On Sunday it was at the recently refurbished bandstand in Queen's Park which is now called the Queen's Park Arena. Bandstands presumably sound a bit old-fashioned. It was cleaned up, not by the council, but a group of local volunteers, and the lunchtime concert attracted over 200 people, some of whom wisely carried cushions to cushion their backsides. I'm no expert on bandstands, but I think the broad shallow steps were designed for people to park their deck-chairs on. To sit without deck-chair on the hard concrete with little room down to the next step, leaves you stumbling drunkenly around afterwards as the circulation slowly seeps back when you uncurl your stiffened limbs.

Ruth was delightful as the vulnerable and self-deluded Butterfly, her voice tremulous when expecting the return of the cad Pinkerton, yet soaring when she showed her determination to save her son, if not herself. "A woman who loved too deeply with a man whose passions were so shallow," recounted the narrator. The crowd was hushed by the performance, apart from when a very young girl shouted out: "Why is she singing again?" The little girl's mother gave the universal reply of all mothers: "Shoosh."

When Butterfly brandished the blade towards the end of the show a little boy at the front returned to his mother afterwards and told her authoritatively: "It was a toy knife." So much knowledge of weaponry in one so young.

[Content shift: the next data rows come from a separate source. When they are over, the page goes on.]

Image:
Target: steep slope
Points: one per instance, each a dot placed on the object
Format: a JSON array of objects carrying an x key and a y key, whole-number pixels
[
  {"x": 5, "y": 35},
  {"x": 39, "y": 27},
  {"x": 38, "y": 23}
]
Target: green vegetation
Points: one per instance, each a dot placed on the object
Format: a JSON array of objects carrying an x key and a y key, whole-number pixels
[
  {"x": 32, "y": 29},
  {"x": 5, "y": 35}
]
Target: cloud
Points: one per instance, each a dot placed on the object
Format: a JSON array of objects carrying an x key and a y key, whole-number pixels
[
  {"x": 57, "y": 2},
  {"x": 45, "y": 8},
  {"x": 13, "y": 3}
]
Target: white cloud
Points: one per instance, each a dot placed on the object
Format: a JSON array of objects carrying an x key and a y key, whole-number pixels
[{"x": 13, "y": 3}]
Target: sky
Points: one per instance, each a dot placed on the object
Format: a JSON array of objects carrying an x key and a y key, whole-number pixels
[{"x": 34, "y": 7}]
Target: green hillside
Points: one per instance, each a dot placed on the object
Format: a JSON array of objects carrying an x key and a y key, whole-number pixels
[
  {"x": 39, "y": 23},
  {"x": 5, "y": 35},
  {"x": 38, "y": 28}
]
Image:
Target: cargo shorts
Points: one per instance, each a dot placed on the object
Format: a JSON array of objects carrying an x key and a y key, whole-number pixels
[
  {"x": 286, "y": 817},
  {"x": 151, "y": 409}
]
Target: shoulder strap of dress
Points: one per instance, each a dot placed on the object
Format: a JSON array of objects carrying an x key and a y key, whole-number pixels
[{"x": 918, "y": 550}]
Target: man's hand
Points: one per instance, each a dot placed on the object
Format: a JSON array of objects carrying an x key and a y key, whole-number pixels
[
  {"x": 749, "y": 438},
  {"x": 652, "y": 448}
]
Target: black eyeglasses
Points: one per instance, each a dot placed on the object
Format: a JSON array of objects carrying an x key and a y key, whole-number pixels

It's a shame that anyone would think of opera as being elitist. I was introduced to it by the STUC when I was but a mere industrial reporter, and the trade union movement had taken over a performance of Leonard Bernstein's Candide at Glasgow's Theatre Royal to encourage the workers to attend opera. The brilliant theatre director Jonathan Miller came to a press conference to explain the admittedly complicated Candide to the assembled industrial reporters who, used to simply asking: "Are you going on strike?" and "How much money are you after?" to various union leaders, were struggling to follow the twisting explanations of Miller. So I went to the show to see what Miller was talking about. Leonard Bernstein himself was there, a camel-haired coat casually thrown over his shoulders - he's the only person I've met who can carry off that look - and a fag constantly in his hand.

The desperate show-offs gathered round him in the foyer, moths around a single light-bulb, calling him Lenny as if the New York-based composer called into Cowcaddens every other weekend. The show itself was magical. I mean, you have an orchestra of over 40 musicians, a chorus of over 40 singers, and another 10 or so principal singers. Over 100 people performing for you. I've been at football matches where the crowd was smaller than that.

No wonder Scottish Opera costs the Government a lot of money. But when the first chords of the overture strike up and you lose yourself in the music, the singing and the story, it really is worth every penny. Take Butterfly's advice. Have a stab at it if you've never been before.